Dans ce contexte, expliquer ne signifie pas améliorer un vin. Il s'agit de rendre visible le cadre qui permet de le comprendre. Ce n'est pas le goût qu'on explique, mais son origine.
L'explication devient trompeuse lorsqu'elle remplace l'évaluation. Un vin n'est pas vécu, mais interprété. Les termes, les concepts et les modèles se substituent à la perception. L'explication devient alors une bulle de filtres.
Les limites de l'explication résident dans sa capacité à prendre le pas sur l'instant présent. Un vin accessible uniquement par la connaissance demeure incomplet. L'explication peut ouvrir des portes, mais elle ne saurait se substituer à l'expérience.
Alors pourquoi expliquer ? Parce que le vin a besoin de temps, et le temps lui-même est devenu, de nos jours, une notion qui nécessite des explications. La patience n'est plus une évidence. Expliquer permet de relativiser la lenteur de l'évolution du vin, qui n'est plus perçue comme un défaut.
Expliquer, c'est aussi faire preuve de responsabilité. Ceux qui amènent le vin à un stade précoce transfèrent un risque. Expliquer permet de rendre ce risque visible sans le dissimuler. Cela ne remplace pas la maturité, mais reconnaît son absence.
Parallèlement, l'explication prévient la simplification excessive. Elle contredit l'idée que chaque vin doive plaire immédiatement. Elle permet la différence, la tension et le malaise sans les considérer comme des défauts.

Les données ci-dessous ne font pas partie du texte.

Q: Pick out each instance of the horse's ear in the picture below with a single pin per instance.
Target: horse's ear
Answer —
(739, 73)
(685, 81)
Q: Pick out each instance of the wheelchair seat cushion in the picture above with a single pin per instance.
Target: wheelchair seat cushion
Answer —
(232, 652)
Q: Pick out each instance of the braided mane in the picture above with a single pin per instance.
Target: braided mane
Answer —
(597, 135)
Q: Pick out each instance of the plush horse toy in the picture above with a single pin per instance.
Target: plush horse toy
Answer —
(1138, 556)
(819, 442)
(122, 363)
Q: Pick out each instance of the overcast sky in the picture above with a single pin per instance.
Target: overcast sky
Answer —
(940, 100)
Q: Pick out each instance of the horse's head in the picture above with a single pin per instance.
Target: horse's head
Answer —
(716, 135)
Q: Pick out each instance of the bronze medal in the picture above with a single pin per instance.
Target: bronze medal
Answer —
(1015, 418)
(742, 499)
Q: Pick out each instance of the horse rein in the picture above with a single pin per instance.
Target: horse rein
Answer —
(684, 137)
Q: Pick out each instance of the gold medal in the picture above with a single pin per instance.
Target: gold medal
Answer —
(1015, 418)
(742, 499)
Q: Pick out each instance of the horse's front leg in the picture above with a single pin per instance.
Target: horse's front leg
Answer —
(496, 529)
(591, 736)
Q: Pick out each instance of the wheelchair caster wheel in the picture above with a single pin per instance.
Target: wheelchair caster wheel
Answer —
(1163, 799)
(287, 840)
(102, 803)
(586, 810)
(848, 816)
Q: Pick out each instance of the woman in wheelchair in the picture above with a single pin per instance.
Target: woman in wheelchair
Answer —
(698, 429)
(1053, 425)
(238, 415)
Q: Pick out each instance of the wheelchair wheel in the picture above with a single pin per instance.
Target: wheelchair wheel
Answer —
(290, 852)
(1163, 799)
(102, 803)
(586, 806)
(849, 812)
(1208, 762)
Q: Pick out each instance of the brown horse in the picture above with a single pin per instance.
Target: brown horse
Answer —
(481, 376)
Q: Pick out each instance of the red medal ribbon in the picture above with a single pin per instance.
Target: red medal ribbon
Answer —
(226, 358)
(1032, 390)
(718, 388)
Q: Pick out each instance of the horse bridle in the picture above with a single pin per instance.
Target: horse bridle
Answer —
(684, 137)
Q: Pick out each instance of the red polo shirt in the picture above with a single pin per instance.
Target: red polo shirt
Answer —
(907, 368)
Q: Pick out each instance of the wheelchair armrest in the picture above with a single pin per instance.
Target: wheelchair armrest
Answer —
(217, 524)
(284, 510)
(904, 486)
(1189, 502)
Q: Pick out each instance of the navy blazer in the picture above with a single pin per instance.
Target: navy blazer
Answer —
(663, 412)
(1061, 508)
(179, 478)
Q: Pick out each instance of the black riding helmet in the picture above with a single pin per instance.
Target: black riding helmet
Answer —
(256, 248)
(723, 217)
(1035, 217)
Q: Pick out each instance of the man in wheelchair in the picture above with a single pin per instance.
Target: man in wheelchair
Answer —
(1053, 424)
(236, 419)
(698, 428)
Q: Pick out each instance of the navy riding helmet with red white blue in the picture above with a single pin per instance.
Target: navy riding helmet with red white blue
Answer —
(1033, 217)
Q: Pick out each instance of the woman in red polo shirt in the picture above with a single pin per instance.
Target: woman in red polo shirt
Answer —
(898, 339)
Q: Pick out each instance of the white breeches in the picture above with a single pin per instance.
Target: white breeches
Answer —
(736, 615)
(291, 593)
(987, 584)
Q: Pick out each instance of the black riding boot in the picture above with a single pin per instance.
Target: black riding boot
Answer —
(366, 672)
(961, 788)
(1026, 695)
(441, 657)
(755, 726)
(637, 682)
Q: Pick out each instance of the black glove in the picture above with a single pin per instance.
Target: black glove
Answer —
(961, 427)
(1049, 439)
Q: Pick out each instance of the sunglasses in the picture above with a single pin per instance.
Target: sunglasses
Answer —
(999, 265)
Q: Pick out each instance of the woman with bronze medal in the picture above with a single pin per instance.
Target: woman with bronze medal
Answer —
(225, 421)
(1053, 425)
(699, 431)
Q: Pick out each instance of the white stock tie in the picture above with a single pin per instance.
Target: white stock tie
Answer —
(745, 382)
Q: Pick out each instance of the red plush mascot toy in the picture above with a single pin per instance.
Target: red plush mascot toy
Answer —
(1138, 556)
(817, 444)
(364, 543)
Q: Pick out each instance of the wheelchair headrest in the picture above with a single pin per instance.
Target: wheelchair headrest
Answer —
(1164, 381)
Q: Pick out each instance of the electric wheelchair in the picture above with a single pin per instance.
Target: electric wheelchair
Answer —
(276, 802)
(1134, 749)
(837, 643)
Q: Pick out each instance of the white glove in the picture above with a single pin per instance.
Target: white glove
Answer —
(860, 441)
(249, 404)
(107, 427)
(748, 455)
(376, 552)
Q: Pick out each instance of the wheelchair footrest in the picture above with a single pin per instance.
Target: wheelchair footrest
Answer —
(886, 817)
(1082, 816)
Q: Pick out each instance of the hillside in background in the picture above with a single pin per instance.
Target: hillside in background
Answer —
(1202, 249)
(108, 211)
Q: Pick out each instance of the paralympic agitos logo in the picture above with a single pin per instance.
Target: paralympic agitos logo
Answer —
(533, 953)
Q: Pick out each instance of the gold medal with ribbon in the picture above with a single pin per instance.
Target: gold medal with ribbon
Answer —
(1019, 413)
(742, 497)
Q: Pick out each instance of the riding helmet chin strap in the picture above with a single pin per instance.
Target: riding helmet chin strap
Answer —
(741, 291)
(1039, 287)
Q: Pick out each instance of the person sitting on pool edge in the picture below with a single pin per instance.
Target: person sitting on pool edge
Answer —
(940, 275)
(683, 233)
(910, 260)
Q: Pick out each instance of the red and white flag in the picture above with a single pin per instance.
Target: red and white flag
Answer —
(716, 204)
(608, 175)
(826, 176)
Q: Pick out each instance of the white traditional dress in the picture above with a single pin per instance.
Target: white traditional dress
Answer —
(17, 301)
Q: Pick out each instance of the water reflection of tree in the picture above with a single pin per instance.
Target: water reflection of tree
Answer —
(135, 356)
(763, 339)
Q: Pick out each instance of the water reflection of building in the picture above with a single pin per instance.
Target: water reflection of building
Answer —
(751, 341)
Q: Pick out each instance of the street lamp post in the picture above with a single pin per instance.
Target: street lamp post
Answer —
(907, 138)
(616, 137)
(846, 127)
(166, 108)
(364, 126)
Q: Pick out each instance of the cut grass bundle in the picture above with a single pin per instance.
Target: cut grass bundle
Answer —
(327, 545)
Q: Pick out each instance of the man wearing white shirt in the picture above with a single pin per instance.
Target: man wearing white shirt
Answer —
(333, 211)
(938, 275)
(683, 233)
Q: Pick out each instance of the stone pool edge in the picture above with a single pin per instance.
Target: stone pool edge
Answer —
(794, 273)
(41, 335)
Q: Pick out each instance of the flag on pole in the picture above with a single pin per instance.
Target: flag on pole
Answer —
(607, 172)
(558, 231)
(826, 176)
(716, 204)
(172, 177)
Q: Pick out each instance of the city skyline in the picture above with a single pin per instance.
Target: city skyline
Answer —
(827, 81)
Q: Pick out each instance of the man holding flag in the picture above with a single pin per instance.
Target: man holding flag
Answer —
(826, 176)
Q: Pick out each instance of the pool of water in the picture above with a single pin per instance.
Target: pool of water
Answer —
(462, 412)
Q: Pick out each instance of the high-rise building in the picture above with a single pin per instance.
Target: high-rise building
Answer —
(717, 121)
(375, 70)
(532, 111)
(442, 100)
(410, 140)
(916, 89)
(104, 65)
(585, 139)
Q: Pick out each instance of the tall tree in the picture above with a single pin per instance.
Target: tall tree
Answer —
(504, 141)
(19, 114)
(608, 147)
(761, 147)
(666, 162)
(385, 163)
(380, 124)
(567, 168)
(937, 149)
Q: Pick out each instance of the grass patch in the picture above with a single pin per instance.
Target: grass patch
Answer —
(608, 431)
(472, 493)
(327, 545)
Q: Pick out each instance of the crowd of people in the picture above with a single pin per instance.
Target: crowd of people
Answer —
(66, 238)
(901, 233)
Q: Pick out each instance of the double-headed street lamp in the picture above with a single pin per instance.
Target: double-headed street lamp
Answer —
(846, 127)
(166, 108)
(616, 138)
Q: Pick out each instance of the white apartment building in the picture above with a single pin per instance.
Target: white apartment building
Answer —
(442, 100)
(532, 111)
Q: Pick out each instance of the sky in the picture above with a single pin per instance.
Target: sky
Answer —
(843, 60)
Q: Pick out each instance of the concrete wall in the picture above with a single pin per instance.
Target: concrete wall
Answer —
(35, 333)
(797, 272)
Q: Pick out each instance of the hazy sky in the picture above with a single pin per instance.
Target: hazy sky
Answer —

L'explication n'est donc pas un moyen de persuasion, mais de classification. Elle place la connaissance au même niveau que la perception, et non au-dessus d'elle. Le vin demeure le point de départ, non l'argument.
Bien comprise, une explication ne saurait remplacer l'expérience. Elle invite à une écoute plus attentive. En fin de compte, un vin doit être jugé sur ses propres mérites. Une explication peut éviter qu'il ne soit rejeté prématurément.